«In April, Barcelona was alive with spring warmth and blooming flowers, giving the city a vibrant atmosphere. After a gig at Essaim in Paris, I joined a panel at Mostra25, focusing on the Japanese scene and its connections with Barcelona and Europe. Discussing with ENA, Lynne, OCCA, and Kentaro Terajima, along with an engaged audience, highlighted Mostra’s commitment to community. At Fabra i Coats Creative Factory, I enjoyed avant-garde performances combining immersive sound and minimal visuals.
My own set at Vall d’Hebron Olympic Pavilion blended experimental elements with avant-garde techno, and the audience’s response made it unforgettable. Surrounded by the organizers’ hospitality and the crowd’s energy, Mostra25 was a special experience that deepened my love for Spain, just as walking the Camino de Santiago had years ago.» —OCCA
For years now—perhaps too many—the dichotomy within the electronic festival landscape has been clear: you can either attend a festival that dares to open up new sonic horizons, or you can surrender yourself to the pull of massive events that endlessly repeat the same functional formula with only the slightest variations.

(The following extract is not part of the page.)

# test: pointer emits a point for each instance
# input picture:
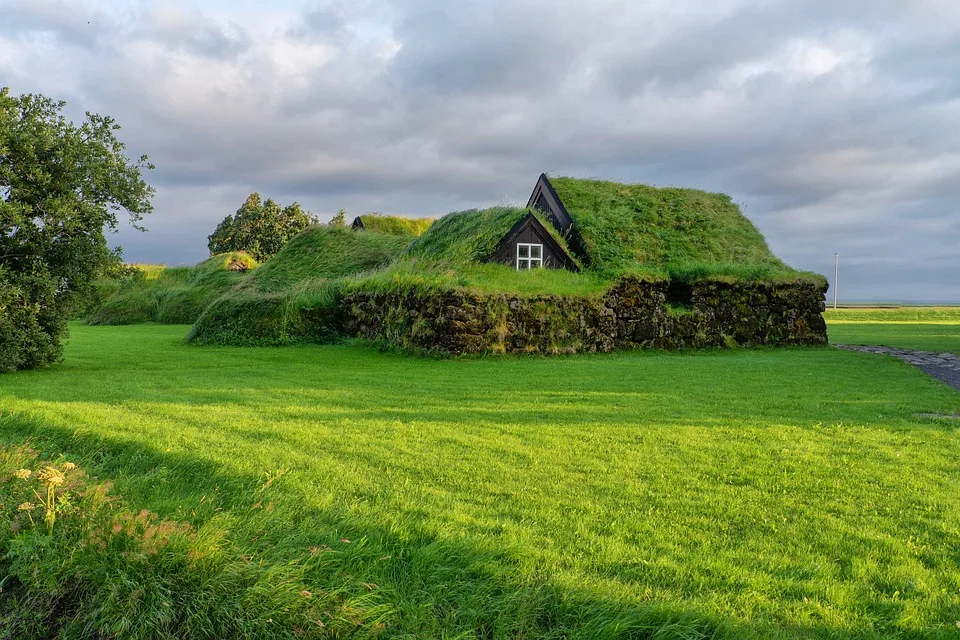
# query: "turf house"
(587, 265)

Firmly part of the first camp—smaller in number but infinitely more rewarding—Barcelona’s Mostra festival has, edition after edition, sought to expand what electronic music can mean in its most adventurous, artistic form, unafraid of experimentation or creative risk.

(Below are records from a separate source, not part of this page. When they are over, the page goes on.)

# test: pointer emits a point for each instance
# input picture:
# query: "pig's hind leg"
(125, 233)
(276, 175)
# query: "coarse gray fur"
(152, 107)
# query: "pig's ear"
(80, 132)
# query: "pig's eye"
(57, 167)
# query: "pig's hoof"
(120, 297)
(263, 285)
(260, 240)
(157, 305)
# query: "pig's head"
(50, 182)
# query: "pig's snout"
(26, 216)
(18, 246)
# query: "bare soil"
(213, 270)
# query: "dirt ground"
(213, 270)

The Japanese artist OCCA embodies that spirit with his solid trajectory, and his set at Mostra 2025 was perhaps the best example of how an electronic journey can be as original as it is absorbing, as nuanced and layered as it is genre-defying. Tracks unfolded with a sensitivity that challenged the very logic of convention.

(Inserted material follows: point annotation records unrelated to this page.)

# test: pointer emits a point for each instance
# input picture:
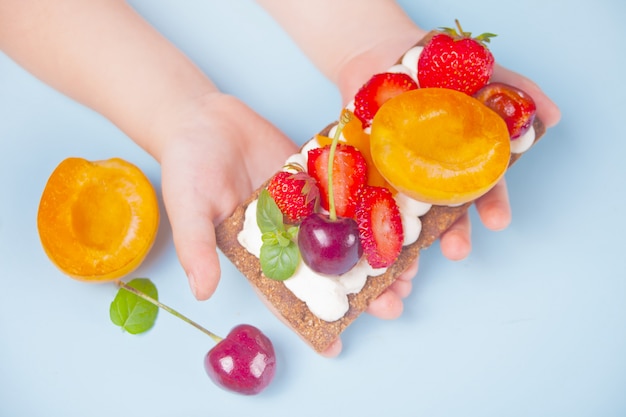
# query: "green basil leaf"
(279, 262)
(131, 312)
(268, 215)
(283, 239)
(269, 238)
(292, 232)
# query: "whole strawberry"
(295, 194)
(379, 89)
(456, 61)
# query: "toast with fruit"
(344, 217)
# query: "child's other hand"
(218, 153)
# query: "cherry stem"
(170, 310)
(345, 118)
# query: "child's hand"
(217, 155)
(493, 208)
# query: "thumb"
(194, 240)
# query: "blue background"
(533, 323)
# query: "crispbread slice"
(318, 333)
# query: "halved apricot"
(97, 220)
(439, 146)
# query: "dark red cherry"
(329, 246)
(243, 362)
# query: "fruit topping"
(295, 194)
(515, 106)
(380, 226)
(329, 246)
(349, 175)
(455, 60)
(243, 362)
(354, 135)
(379, 89)
(97, 220)
(453, 153)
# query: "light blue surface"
(533, 323)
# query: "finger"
(387, 306)
(192, 230)
(494, 208)
(456, 243)
(333, 350)
(547, 110)
(410, 272)
(199, 259)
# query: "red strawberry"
(294, 194)
(380, 226)
(454, 61)
(380, 88)
(349, 176)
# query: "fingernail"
(192, 285)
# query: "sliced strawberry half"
(294, 194)
(380, 226)
(379, 89)
(349, 176)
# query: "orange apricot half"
(439, 146)
(97, 220)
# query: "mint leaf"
(279, 253)
(131, 312)
(279, 262)
(268, 216)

OCCA arrived at Mostra25 with more than a decade of experience curating ARCHIV at Precious Hall in Sapporo, the legendary club in Hokkaido. Known for his singular vision, he has been invited to key platforms such as DJ Nobu’s Future Terror, Mindgames’ The Labyrinth/Balance, Spekki Webu’s Mirror Zone 5 Years Tour across Europe, System Revival, and the renowned Bassiani in Georgia. An artist whose international resonance keeps expanding, he was visiting Spain for the very first time.
His set at the Vall d’Hebron Olympic Pavilion became one of those standout moments of the Mostra weekend—not our words, but those of much of the crowd who witnessed it on that Saturday night. His presence carried even more weight given that Japan was the guest country for this edition—yet another of Mostra’s signature moves, one of the reasons the Catalan festival so often feels like much more than a festival. OCCA also took part in the Mostra’m discussion sessions held in the days leading up to the event, sharing a roundtable with Lynne, ENA, and Kentaro Terajima—all of whom also performed at Mostra—offering Barcelona audiences a rare window into Japan’s contemporary scene.
OCCA’s performance was, in essence, a perfect snapshot of what defines Mostra: a precise and uncompromising curatorial vision, uninterested in simply serving up recognizable names, but instead betting on the sounds of tomorrow—on experiences designed to surprise, move, and transform. —Mostra Festival
Mostra will celebrate its fifth edition from March 12–15, 2026. If something like a Pilgrim’s Credential existed in the world of electronic music, its stamp would be unavoidable: a vital waypoint along the journey, a borderless map drawn with a shared purpose—to imagine, to feel, and to dance.